Şimdi ise geçen hafta verdiği ödevleri kontrol ediyordu ve sıra bana gelmişti. Tabii ki benim kağıdıma ayrı bi ilgi gösterip daha titiz kontrol ediyordu.
Bıkkınlıkla nefesimi verip, tabii ona belli etmeden, cevap verdim.
"Ödevim hocam."
Göz devirdi.
"Ben de çöp falan sanmıştım. Gel bi göster bakalım bu kağıdın neresi ödev?"
Sınıftaki bazı kuş beyinlilerin alay barındıran gülmesine göz devirip hocanın yanına gittim. Elinde tuttuğu kağıda göz gezdirip nerede hata yaptığıma baktım. Gayet güzeldi.

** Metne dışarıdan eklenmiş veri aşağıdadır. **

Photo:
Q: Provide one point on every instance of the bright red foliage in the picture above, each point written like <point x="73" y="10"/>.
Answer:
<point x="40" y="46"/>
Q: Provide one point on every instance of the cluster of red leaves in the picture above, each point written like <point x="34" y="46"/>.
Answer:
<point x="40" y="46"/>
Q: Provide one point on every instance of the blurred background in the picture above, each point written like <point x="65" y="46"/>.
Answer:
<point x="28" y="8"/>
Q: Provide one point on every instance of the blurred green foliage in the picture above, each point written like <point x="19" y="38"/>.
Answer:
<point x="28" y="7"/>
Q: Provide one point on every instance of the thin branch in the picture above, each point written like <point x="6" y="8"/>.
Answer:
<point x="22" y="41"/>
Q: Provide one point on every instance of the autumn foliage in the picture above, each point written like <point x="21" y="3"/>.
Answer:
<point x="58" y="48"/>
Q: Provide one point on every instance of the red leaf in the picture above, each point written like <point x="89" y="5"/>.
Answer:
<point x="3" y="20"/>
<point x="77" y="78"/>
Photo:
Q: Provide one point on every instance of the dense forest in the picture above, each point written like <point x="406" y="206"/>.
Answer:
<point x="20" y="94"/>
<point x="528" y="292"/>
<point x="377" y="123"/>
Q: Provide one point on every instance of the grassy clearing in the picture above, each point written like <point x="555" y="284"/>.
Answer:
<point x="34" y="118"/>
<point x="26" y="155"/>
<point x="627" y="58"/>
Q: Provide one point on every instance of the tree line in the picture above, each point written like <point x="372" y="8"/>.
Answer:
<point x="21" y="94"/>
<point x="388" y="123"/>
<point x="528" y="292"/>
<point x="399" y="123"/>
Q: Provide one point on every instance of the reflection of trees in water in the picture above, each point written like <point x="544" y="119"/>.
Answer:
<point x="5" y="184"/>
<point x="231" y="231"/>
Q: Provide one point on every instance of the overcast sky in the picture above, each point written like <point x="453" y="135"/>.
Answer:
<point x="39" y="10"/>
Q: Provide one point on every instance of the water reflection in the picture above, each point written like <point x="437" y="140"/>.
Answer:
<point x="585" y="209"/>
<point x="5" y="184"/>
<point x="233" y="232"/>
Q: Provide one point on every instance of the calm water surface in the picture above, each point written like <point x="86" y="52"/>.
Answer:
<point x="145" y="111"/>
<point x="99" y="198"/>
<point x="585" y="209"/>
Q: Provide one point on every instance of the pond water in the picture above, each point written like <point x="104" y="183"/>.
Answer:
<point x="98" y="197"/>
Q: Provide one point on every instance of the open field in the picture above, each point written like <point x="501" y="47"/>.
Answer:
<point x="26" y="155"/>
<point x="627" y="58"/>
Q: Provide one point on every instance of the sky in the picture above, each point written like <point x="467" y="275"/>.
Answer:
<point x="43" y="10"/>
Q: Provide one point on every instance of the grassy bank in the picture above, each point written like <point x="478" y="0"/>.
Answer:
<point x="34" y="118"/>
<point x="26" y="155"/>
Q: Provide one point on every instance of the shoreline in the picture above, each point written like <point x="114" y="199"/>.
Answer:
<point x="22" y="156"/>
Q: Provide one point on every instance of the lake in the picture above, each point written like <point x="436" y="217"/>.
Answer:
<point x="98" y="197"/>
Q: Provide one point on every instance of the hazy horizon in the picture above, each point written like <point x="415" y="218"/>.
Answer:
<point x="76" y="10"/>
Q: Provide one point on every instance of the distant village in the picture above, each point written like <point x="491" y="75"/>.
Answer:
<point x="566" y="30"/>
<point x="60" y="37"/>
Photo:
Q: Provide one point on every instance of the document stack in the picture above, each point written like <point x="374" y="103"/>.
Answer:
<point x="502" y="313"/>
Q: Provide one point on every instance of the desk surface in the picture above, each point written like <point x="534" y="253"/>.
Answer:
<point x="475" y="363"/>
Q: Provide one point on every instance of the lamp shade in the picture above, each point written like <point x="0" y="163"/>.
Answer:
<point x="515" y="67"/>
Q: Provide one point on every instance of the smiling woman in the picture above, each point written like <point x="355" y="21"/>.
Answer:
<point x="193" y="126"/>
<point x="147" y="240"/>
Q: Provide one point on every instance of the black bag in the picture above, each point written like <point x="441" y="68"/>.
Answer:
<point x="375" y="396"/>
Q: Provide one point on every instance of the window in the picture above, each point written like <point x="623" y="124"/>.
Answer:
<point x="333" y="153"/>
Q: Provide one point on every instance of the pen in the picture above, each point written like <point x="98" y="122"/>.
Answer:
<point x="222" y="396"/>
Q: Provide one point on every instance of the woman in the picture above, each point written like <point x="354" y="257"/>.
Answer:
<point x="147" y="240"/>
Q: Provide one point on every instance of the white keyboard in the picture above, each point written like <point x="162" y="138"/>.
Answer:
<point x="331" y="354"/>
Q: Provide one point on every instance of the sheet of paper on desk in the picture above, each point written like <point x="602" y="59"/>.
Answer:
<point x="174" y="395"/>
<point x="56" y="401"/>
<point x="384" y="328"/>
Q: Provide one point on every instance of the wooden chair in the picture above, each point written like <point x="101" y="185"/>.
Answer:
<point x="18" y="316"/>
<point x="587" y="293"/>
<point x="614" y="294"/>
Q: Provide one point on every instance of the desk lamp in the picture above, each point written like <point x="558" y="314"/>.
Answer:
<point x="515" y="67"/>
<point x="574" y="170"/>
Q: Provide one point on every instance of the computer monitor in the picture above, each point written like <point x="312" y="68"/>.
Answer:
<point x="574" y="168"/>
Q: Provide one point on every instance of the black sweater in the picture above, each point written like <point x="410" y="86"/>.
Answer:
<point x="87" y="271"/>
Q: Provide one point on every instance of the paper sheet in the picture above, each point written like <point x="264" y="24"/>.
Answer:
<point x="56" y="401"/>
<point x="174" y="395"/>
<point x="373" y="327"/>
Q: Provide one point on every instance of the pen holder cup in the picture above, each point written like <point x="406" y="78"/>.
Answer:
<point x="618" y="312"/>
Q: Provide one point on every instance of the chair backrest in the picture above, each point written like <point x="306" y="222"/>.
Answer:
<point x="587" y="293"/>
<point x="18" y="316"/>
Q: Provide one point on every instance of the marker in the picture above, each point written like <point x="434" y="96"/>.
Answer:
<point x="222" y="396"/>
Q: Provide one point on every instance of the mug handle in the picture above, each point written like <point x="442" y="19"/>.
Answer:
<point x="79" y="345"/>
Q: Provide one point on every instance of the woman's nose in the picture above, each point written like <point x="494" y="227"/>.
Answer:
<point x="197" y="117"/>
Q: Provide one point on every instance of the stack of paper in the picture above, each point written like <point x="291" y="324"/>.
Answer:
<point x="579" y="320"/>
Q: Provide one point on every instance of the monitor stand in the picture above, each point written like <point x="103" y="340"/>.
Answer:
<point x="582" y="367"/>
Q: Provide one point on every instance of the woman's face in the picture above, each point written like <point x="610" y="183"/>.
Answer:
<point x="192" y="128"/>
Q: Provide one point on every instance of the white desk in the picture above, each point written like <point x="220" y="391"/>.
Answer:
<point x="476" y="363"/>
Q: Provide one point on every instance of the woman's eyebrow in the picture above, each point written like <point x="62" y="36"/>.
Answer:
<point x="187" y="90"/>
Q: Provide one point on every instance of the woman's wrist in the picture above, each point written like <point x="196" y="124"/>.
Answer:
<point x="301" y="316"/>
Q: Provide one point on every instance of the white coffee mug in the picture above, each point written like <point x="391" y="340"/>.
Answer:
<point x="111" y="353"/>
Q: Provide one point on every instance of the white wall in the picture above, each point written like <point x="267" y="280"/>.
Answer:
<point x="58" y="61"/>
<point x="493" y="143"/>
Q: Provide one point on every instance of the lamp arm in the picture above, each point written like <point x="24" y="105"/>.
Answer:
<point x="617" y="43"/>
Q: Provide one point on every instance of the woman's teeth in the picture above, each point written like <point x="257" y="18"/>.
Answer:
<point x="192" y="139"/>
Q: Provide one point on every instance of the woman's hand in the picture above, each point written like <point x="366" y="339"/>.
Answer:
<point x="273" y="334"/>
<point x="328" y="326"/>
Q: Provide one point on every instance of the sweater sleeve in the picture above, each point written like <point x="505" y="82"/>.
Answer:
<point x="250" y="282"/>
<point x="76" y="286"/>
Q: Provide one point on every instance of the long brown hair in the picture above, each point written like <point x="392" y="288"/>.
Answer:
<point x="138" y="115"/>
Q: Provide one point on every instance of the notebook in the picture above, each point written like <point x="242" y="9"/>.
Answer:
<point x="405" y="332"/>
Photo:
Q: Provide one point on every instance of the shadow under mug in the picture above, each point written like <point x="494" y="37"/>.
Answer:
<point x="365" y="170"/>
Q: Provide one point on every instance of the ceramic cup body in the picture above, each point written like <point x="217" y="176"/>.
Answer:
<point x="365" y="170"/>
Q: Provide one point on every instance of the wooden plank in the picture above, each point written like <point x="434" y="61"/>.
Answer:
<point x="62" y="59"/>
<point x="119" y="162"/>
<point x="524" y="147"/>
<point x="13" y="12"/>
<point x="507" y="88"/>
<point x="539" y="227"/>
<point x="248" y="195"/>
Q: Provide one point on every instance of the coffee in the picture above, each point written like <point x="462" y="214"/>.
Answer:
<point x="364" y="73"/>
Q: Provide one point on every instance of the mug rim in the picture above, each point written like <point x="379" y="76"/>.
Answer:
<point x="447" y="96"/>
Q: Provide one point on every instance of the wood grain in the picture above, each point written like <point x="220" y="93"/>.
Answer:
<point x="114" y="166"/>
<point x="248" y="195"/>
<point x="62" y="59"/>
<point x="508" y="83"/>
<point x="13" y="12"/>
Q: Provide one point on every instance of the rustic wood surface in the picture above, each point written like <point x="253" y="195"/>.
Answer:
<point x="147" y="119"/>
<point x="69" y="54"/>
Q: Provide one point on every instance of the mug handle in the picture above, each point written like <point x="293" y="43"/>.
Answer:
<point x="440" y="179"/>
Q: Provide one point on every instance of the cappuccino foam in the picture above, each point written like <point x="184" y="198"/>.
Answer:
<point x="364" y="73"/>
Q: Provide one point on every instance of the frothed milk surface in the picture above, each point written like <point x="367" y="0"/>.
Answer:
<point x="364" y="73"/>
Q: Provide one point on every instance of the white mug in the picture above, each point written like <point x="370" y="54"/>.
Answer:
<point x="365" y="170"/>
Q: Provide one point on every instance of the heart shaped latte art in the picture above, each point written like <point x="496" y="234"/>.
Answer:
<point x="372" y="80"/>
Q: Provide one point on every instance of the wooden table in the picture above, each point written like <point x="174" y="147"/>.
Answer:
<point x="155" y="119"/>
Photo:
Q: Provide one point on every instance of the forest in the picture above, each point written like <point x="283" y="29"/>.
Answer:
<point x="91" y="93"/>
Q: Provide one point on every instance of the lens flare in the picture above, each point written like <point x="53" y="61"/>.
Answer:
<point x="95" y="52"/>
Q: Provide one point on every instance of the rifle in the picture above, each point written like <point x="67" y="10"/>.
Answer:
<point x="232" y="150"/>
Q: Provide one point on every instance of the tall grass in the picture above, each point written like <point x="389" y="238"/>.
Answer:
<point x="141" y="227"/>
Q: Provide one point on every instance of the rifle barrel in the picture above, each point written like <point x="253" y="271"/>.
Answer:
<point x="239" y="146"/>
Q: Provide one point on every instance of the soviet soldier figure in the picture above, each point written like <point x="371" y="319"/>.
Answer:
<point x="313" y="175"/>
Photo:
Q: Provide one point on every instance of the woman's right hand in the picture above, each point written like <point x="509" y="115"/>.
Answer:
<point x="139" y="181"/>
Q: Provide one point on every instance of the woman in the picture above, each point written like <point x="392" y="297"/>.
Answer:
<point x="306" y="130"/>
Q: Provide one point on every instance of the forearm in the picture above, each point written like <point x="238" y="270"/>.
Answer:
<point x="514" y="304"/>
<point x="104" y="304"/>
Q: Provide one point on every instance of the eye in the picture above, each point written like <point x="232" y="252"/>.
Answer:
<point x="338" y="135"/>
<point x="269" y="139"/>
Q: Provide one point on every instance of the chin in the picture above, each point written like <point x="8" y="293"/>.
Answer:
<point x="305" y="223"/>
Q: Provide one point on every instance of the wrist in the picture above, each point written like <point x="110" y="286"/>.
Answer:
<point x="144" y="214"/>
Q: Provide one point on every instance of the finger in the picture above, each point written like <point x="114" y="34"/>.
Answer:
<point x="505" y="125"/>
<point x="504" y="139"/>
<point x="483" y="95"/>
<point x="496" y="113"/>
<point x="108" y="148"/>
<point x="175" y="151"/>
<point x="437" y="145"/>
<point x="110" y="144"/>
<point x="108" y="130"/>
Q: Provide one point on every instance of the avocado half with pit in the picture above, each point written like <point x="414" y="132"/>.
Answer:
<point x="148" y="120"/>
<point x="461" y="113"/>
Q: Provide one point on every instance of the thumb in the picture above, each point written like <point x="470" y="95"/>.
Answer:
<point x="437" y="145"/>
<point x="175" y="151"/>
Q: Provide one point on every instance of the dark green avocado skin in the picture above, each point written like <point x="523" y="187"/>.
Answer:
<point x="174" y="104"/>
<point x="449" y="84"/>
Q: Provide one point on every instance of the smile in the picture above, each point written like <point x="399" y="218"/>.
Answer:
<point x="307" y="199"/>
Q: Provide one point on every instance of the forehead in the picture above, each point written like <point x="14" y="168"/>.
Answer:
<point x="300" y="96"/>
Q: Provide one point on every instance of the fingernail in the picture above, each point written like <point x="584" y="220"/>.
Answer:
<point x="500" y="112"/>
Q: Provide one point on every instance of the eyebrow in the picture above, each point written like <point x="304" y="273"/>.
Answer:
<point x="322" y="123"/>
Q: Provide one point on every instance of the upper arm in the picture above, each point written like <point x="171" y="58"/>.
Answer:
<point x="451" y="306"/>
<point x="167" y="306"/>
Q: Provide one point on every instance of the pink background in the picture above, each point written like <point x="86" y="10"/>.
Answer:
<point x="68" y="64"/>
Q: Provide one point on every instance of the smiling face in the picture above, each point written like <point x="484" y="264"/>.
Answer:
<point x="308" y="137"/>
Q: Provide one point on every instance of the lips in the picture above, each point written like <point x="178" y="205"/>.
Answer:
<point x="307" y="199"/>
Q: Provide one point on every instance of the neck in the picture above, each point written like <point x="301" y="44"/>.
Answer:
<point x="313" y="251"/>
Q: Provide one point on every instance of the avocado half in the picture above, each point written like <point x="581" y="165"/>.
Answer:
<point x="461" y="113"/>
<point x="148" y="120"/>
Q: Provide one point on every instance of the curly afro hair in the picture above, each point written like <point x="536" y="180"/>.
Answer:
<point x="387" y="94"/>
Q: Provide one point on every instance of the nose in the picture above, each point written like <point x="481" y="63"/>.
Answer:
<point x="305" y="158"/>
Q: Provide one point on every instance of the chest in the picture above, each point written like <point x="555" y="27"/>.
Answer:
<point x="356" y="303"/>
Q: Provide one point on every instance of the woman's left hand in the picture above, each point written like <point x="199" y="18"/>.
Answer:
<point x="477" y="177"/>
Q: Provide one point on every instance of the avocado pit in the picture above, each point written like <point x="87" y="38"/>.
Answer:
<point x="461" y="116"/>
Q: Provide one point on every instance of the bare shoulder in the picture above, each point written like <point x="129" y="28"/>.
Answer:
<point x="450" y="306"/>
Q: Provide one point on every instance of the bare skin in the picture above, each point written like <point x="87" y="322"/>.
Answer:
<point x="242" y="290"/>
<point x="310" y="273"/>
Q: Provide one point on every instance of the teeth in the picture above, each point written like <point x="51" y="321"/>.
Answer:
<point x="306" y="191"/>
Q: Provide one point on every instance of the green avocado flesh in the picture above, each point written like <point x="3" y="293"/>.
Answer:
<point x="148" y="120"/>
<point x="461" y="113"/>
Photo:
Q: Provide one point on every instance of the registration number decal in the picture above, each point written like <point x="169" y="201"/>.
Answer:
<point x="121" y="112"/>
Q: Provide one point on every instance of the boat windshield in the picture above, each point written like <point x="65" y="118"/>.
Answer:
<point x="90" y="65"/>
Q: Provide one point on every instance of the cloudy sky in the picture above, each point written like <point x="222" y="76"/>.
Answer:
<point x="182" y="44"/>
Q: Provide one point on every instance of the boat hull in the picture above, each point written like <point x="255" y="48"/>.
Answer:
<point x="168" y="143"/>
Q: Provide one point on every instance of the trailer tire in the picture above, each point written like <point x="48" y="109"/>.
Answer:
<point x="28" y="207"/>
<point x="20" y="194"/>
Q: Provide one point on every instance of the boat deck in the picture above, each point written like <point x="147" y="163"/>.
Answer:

"Hocam nereyi yanlış yapmışım?"
"Neresi doğru? Bu ne böyle? Özensiz özensiz hazırlamışsın. Yazın küçücük küçücük, gözükmüyor doğru düzgün. Kullandığın kalem nasıl kalitesizse artık yazı hep sayfanın arkasına geçmiş. Kağıt desen kırış kırış. Ben size böyle mi hazırlayın dedim!"
Yok devenin nalı! Yuh artık ya! Bu nasıl bi saçmalık? Ya kırış kırış dediği sadece köşesi biraz bükülmüş o kadar. Yazım küçücükmüş! Ne yapayım, senin gözün bozuk diye bir sayfalık yazıyı üç sayfa mı yapayım? Ayrıca ne kalitesiz kaleminden bahsediyor bu? Kendi demişti pilot kalemle yazın diye. Ayrıca kağıdın arkasından sana ne kadın? Sen nereye yazdıysam oraya baksana!
"Hocam özensiz falan değil, ayrıca pilot kalem kullanın diye siz demiştiniz. Yazıyı da normal boyutta yazdım küçük değil. Kağıdın kenarı da biraz bükülmüş, buruşuk bi kağıt getirmedim."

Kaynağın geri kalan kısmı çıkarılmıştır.